Anti-Fener sendromu!
Haberin Devamı ›
Bir zamanlar Beşiktaş modaydı. Gordon Milne döneminde zaferden zafere koşan Siyah-Beyazlılara diğer takımlar gıptayla bakıyordu. Dolayısıyla bir kıskançlık vardı. Başarılar katlandıkça futbolseverler Beşiktaş'a karşı şampiyonluk mücadelesi veren takımları destekler oldu. Bir bakıma Anti-Beşiktaş cephesi oluştu! Beşiktaş'ın başarılarının altında hep bir çapanoğlu arandı. Bu sendrom Beşiktaş zirveden düşene ve yerini bir başkası; Galatasaray alana kadar sürdü.

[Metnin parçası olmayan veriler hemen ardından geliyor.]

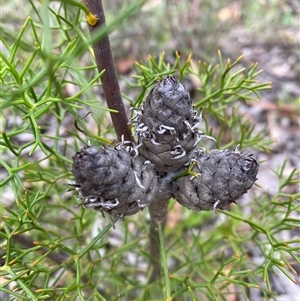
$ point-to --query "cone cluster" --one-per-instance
(127, 178)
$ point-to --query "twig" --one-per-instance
(158, 212)
(104, 60)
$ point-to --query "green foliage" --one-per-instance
(53, 250)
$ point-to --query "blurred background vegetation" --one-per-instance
(53, 250)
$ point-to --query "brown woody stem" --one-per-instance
(104, 60)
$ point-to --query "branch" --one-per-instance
(109, 80)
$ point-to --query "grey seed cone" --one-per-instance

Bu kez süreç Galatasaray için çalıştı. Aynı senaryolar, aynı paranoyalar, aynı komplo teorileri havada uçuştu. Fatih Terim ve talebelerinin emeklerine, çabalarına gereken saygı gösterilmedi. Yerel başarıyı evrensele taşımalarına rağmen...
Bugün ise devir Fenerbahçe'nin devri. Türkiye'nin maddi, manevi ve kurumsal açıdan en iyisi. Çünkü Aziz Yıldırım kulüpleşmek için doğru olanları yaptı. Yalnız futbolda değil, diğer branşlarda da her sezon yarışın içindeler. Bu sezon futbolda Trabzonspor ile çekişiyorlar. Ancak yine aynı hastalığımız nüksetti. Toplum ikiye bölündü; Fenerbahçe ve karşıtları diye.. Ve bir kez daha gerçeğin yerini paranoya aldı. Fenerbahçe'ye karşı Trabzon'un yanında saf tutanlar her taşın altında Aziz Yıldırım'ı arıyor. Fenerbahçe ise düşman bir dünyada yaşadığının vehmine kapılmış durumda. Giderek kendine kibirden bir koza örüyor.. Ve kendini içine hapsediyor. Karşılıklı saflaşmalar, karşılıklı atışmalar. Her hakem hatasının altında bir komplo teorisi aranıyor. Bir akıl tutulmasıdır gidiyor. Bu gidiş sağlıklı bir gidiş değil. Hepimiz birer amok koşucusu olmuşuz! Birbirimizi yok etmeye programlanmış gibi. Kanlı finişe ramak kaldı!